I did not want to hurt his pride, especially here at a high altitude, so I said carefully, "I know how to drive a car."

"You do?" He blinked. He was very thin. He looked like a starving hamster.

"Yes, yes," I said.

He gladly got into the back. Miss Sun hardly acknowledged the fact that I was now sitting beside her. I took the wheel and off we went. In the past few hours the ridiculous little Nipponese car had been reduced to a jalopy. It was dented; it made a racket; it smoked; and the most telling of its jalopy features was that it sagged to one side—whether it was a broken spring or a cracked axle I didn't know. It had received a mortal blow, but it was still limping along. I had to hold tight to the steering wheel. The sick car kept trying to steer itself into the ditch on the right-hand side of the road.

Mr. Fu was asleep. This cycle of frenzy and fatigue was something I had seen before in China. It seemed a Chinese way of living: working very hard, with tremendous concentration or else flailing arms, and then stopping suddenly and going to sleep. Often in trains, two chattering and gesticulating people would crap out and begin to snore like bullfrogs.

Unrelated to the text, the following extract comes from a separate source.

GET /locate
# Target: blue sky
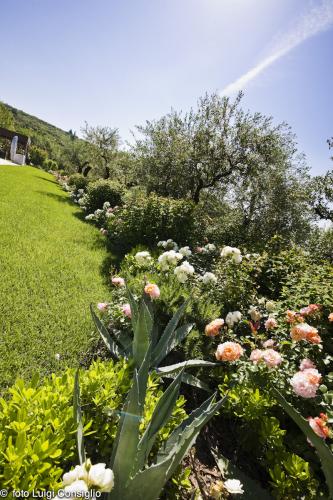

I could see in the rearview mirror that Mr. Fu's color had changed, the sallowness had replaced his papery look of fear and illness. In sleep he looked calmer, and he had a bold snore. Miss Sun, too, was asleep. I pushed in Beethoven's Symphony No. 6 and continued towards Lhasa. I liked this. I liked listening to music. I liked the fact that the other passengers were asleep. I loved the look of Tibet. I might have died back there on the road; but I was alive. It was wonderful to be alive and doing the driving.